>> Thursday, February 19, 2015
Are you deficient in magnesium? That’s a question no doctor has ever asked me. I’ve never had a test, but I show many of the signs, including fatigue, weakness, anxiety, and pesky irritability. That sounds like me, right? OK. I’ll go easy on myself, but I definitely feel tired and anxious often. So, I’ve been looking into magnesium as a possible culprit.
You might be surprised to learn that magnesium is necessary for over 300 reactions in the human body. It’s also been credited with helping ease migraines, muscle spasms and cramps, and even morning sickness, among other ailments. But the situation is more complicated than getting just enough magnesium -- it’s creating an ideal balance with calcium as well.
- Calcium excites nerves while magnesium calms them down.
- Calcium makes muscles contract while magnesium lets them relax.
- Calcium helps blood clot while magnesium keeps it flowing freely.

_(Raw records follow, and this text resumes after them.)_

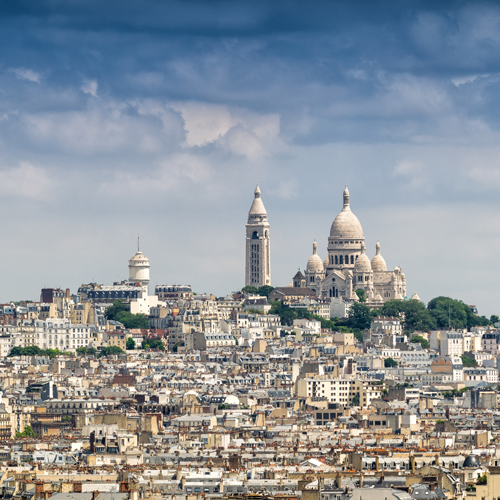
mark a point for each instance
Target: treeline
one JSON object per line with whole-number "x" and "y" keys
{"x": 120, "y": 312}
{"x": 34, "y": 350}
{"x": 105, "y": 351}
{"x": 414, "y": 315}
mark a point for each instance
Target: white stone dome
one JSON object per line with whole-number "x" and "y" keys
{"x": 314, "y": 264}
{"x": 346, "y": 224}
{"x": 363, "y": 264}
{"x": 378, "y": 262}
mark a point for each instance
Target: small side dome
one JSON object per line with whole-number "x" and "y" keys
{"x": 363, "y": 264}
{"x": 471, "y": 461}
{"x": 315, "y": 264}
{"x": 378, "y": 262}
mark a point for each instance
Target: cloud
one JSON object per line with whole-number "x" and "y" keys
{"x": 104, "y": 128}
{"x": 182, "y": 108}
{"x": 26, "y": 74}
{"x": 89, "y": 87}
{"x": 25, "y": 181}
{"x": 240, "y": 131}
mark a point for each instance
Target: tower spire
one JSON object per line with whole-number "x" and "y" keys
{"x": 346, "y": 196}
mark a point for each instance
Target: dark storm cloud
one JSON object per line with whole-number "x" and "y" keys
{"x": 157, "y": 117}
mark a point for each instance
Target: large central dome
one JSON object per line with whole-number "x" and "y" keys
{"x": 346, "y": 224}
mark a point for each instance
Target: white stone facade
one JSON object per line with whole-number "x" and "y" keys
{"x": 258, "y": 248}
{"x": 347, "y": 267}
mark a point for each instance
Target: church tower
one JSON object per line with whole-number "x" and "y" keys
{"x": 258, "y": 251}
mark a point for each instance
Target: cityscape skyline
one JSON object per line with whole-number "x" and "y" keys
{"x": 161, "y": 120}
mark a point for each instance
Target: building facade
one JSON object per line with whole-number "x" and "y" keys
{"x": 258, "y": 249}
{"x": 347, "y": 268}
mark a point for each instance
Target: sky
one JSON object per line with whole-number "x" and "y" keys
{"x": 158, "y": 118}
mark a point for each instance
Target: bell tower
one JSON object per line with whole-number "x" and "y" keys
{"x": 258, "y": 251}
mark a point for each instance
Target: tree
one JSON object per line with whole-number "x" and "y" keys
{"x": 418, "y": 339}
{"x": 111, "y": 350}
{"x": 468, "y": 362}
{"x": 482, "y": 480}
{"x": 120, "y": 311}
{"x": 112, "y": 311}
{"x": 447, "y": 311}
{"x": 359, "y": 316}
{"x": 265, "y": 290}
{"x": 394, "y": 308}
{"x": 27, "y": 432}
{"x": 390, "y": 363}
{"x": 153, "y": 344}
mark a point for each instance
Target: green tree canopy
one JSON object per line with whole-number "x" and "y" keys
{"x": 390, "y": 363}
{"x": 361, "y": 295}
{"x": 468, "y": 362}
{"x": 447, "y": 311}
{"x": 153, "y": 344}
{"x": 111, "y": 350}
{"x": 27, "y": 432}
{"x": 119, "y": 311}
{"x": 418, "y": 339}
{"x": 265, "y": 290}
{"x": 360, "y": 316}
{"x": 34, "y": 350}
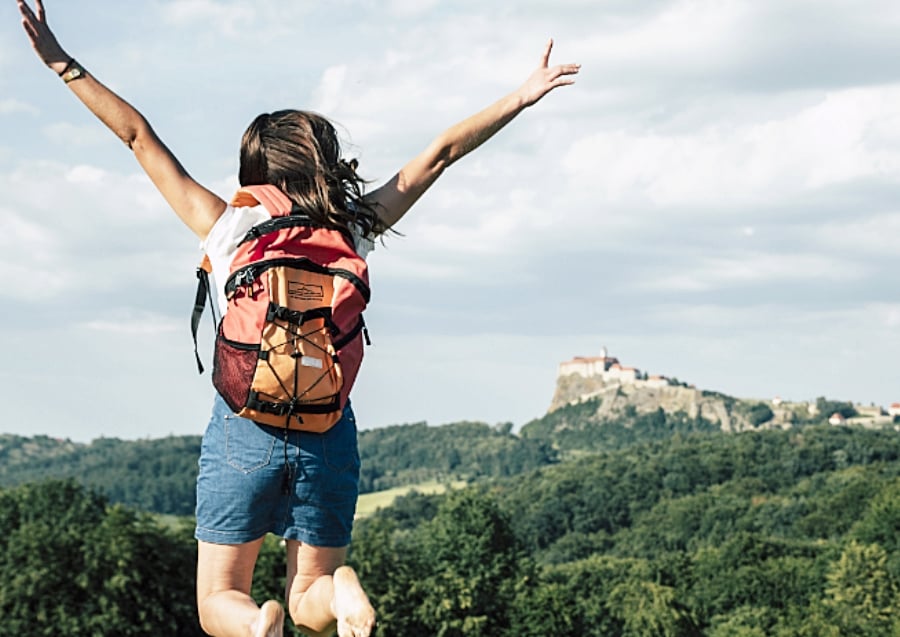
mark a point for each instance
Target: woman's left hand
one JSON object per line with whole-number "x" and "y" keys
{"x": 42, "y": 38}
{"x": 545, "y": 78}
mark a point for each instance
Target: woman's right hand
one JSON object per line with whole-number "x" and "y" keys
{"x": 42, "y": 39}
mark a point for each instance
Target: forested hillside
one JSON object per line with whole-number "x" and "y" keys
{"x": 752, "y": 535}
{"x": 757, "y": 534}
{"x": 158, "y": 475}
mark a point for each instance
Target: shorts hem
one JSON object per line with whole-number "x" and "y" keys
{"x": 211, "y": 536}
{"x": 316, "y": 540}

Then comes supplementation, which can be taken in many different forms.
// 1: Epsom Salts
Epsom salts present a great way to absorb magnesium sulfate through the skin. You can add a few cups to your bath or a bit to a foot soak and melt aches + pains away. It’s also a readily available and inexpensive option.
// 2: Magnesium Oil
You can also make your own Magnesium Oil by combining 1/2 cup magnesium chloride flakes with 1/2 cup distilled water (boiled). You can store this mixture up to 6 months. Or you can buy magnesium oil at health food stores or online. Studies haven’t entirely caught up with taking magnesium this way (it’s called “transdermal therapy”), but a lot of people prefer to absorb it through the skin.
// 3: Supplement Pills
Then comes pills. There are a number of magnesium supplements on the market today. One I’ve heard good things about is Slow Mag, which also contains calcium -- working at that better balance I mentioned earlier. I’ve noticed that magnesium supplements tend to be categorized as helping anxiety and having a calming effect -- you might find it in some stores in that particular section (like at GNC, which is where I recently saw it).
// 4: Supplement Powders
I’m still learning more about it, but I learned from a quick Instagram that many of you are already taking a magnesium supplement called Natural Calm as part of your everyday routine. I picked up a tub of this stuff the other day, and I’m interested to see how it works for me. It’s a powder that you absorb into water and drink. You start by taking about a 1/2 teaspoon each day and work up to around 2 teaspoons or 325 mg of magnesium (81% of the daily recommended value).
The last time I visited with my midwife, we chatted about magnesium because I have read it might be helpful with irritable uterus (calms muscle contractions). Of course, I’m always thinking ahead because I’d love to never experience that whole thing again. So, we decided I’d start trying the supplement before pregnancy and see if it agrees with me. She hadn’t heard of its application in that area but says she regularly recommends magnesium to her pregnant patients who have muscle cramps and other issues. I’ll be sure to report back how it’s working.
Anecdotally, I did have a really great night sleep the last few nights, and that’s an area where I’ve been having some trouble lately.
Do you take magnesium? What has your experience been? Any suggestions you don’t see outlined here?